Sophie flipped the key in her hand, and Jessica grabbed it in midair, saying, “Maybe it’s to another desk.”
“I don’t know what desk that would be. This is the only desk the man was known to have owned, at least in his later years.” Mrs. Sandoval walked over and flipped the sign on the door to Closed. “I have to go to a meeting, so I’m going to close for a while.”
Sophie stood proudly. “We could watch the shop for you, Mom.”
Jessica pictured the problems that could come up. Sometimes Sophie had a way of finding trouble.
Mrs. Sandoval raised one eyebrow.
“Okay, so maybe I wasn’t good at doing that once. But I can!”
Mrs. Sandoval shook her head. “I’m not ready to try that again. I rarely close during the day, but this meeting is important.” She stepped out the door, and the girls followed her outside.
As she was locking the door, she said, “The desk belonged to Harold Laurence.”

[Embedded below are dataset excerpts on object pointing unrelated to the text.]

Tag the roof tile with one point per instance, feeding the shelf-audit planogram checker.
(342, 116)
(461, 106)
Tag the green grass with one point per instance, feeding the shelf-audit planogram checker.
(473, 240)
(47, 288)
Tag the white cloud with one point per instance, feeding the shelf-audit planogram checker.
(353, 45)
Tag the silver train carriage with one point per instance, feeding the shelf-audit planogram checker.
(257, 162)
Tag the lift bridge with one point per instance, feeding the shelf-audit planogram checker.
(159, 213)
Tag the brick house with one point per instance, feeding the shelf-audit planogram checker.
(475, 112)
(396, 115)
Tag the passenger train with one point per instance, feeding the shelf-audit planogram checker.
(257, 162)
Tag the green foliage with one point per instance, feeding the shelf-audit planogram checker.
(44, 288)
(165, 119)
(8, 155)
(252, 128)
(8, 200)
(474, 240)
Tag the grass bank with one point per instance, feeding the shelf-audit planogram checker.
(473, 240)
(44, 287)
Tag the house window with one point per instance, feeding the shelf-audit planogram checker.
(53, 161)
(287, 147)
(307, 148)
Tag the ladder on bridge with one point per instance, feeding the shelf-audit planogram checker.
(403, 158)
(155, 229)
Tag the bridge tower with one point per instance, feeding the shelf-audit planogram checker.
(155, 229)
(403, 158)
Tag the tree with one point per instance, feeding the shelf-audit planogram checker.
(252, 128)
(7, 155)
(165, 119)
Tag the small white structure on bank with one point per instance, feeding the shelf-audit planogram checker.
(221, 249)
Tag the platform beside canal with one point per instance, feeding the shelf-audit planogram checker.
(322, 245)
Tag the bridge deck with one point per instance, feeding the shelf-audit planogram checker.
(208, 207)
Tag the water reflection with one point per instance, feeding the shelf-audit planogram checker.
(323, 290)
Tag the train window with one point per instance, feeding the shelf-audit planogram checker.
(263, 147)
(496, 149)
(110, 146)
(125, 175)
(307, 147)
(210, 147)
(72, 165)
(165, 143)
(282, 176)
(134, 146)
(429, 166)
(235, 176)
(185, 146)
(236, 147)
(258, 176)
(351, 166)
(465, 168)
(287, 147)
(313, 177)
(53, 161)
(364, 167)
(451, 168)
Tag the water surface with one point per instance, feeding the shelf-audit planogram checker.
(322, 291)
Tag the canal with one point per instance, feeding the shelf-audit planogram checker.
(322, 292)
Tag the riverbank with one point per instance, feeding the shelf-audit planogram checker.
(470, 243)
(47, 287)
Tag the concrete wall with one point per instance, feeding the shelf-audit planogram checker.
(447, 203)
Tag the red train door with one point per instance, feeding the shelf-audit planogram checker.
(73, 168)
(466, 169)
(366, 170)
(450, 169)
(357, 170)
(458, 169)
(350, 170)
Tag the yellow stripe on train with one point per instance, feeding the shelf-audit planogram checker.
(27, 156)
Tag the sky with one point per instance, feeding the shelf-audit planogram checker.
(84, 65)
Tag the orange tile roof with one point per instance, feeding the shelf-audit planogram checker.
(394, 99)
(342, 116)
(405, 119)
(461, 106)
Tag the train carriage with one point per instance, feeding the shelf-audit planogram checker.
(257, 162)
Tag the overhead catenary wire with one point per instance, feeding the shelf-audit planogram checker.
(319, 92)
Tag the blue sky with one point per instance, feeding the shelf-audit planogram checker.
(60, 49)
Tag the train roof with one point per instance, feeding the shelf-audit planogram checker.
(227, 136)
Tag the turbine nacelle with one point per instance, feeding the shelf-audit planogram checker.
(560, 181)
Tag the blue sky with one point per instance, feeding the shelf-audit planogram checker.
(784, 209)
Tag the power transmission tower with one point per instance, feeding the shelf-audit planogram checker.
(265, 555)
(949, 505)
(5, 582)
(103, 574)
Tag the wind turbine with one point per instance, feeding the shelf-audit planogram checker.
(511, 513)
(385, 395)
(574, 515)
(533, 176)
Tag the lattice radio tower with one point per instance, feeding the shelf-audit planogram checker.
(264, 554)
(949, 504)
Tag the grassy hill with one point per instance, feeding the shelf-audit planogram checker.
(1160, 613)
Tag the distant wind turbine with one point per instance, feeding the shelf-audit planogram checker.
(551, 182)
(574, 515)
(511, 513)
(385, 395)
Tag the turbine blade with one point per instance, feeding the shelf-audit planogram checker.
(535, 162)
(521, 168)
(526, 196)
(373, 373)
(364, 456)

Sophie shrugged. “Never heard of him.”
“Yes, you have. You just don’t remember the name. He owned that big old house on the hill overlooking Pine Lake. He died a few years ago at 102 years old.”
Jessica furrowed her brow. “If he died years ago, how did you get his desk now?”
“That’s an interesting story, Jessica. Mr. Laurence said in his will that it had to stay in Pine Hill. I knew it was sitting in that big empty house all these years, so I asked about it.”
Sophie said, “But you have customers from lots of places. One might buy it and take it away from here.”
“No. I worked with the estate’s lawyers, and whoever buys it has to agree to keep it in Pine Hill. It’s a beauty with a story attached to it, so I thought it would be good to have it in my shop, even if it didn’t sell right away because of its high price.”
As the three walked away from the shop front, she added, “The rumor of a lost treasure makes anything from Mr. Laurence more interesting.”